Earlier this month, business magazine Forbes released its 2020 Forbes Singapore Rich List, which highlights the top 50 richest in Singapore.
As of 4 September 2020, his net worth stands at S$2.56 billion.
The 71-year-old is also the chairman of property development GSH Corporation, where he holds nearly 60 per cent stake.
However, he is better known as the ‘Popiah King’ — TYJ is the world’s largest manufacturer of the soft, thin paper-like crepe that is used to make spring rolls.
Building The World’s Largest Manufacturer Of Popiah Skins
In 1955, Sam arrived in Singapore on a small boat from Fujian, China at just six years old.
According to Forbes, he dropped out of high school to work in his father’s grocery store. He later got into frozen foods when he bought over a struggling food unit, which was the then-TYJ.
TYJ started out in 1969 as a “small, semi-mechanised factory” producing spring roll pastry for the Singaporean market.
Armed with S$450,000 borrowed from a bank and his father, he set out to overhaul the underperforming food company in 1977.
In three years, he re-engineered the business by automating its manufacturing processes and increased production from 3,200 popiah skins a day to 25,000.
The tycoon also brought in technicians to design the world’s first automated machine for making popiah skins.
By 1980, TYJ was producing the spring roll pastries at an astounding speed of 30 million a day.
The company then started branching out to other products like flatbreads and samosas.
Today, the company has a portfolio of popular brands like Spring Home, Happy Belly, Masterchef and Ryushobo ramen.
It is also shipping its products all over the world, with “distribution networks in over 80 countries”.
Besides TYJ, he also took advantage of the property boom in China in the early 2000s, and acquired land when property prices were still modest.
In 2012, he acquired a majority stake in GSH.
Not Slowing Down
The billionaire is now planning to branch out into meat substitutes and other special-diet foods.

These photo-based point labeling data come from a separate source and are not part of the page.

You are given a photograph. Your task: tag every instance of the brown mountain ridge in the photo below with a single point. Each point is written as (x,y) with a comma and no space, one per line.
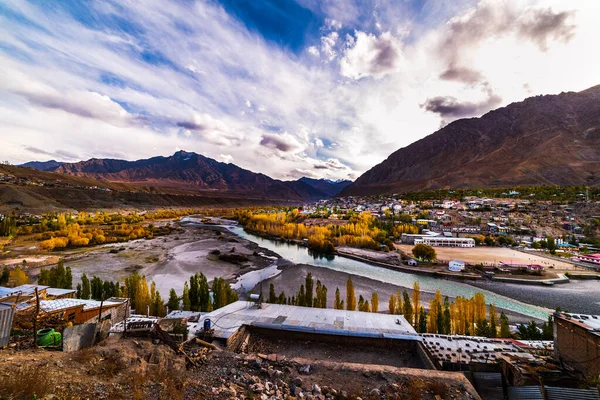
(543,140)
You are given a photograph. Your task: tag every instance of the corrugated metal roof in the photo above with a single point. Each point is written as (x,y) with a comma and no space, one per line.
(229,319)
(556,393)
(25,290)
(525,393)
(470,349)
(62,304)
(59,292)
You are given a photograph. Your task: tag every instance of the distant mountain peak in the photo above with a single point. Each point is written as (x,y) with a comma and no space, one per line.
(543,140)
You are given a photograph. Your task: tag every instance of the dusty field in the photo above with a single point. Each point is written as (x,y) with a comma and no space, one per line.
(32,260)
(491,256)
(167,260)
(137,369)
(292,276)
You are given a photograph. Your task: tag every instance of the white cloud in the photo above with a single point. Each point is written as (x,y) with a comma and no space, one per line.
(89,93)
(371,56)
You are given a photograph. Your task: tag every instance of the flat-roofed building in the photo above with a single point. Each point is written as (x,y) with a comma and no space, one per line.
(577,342)
(442,241)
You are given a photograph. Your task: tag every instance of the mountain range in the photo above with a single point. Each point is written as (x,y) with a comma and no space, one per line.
(187,172)
(543,140)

According to Forbes, Sam has plans to play angel investor to food startups, like what he did to TYJ in 1977.
His enterprising mindset is probably one of the greatest reasons for his successes.
Back in 2015, Sam told The Financial Times that he had “only just begun”, and was “still excited by the opportunities present.”
“Every generation will have its set of challenges and constraints. Therefore, from every generation will emerge entrepreneurs to solve these problems and create wealth and wellbeing for the society of their time,” he said.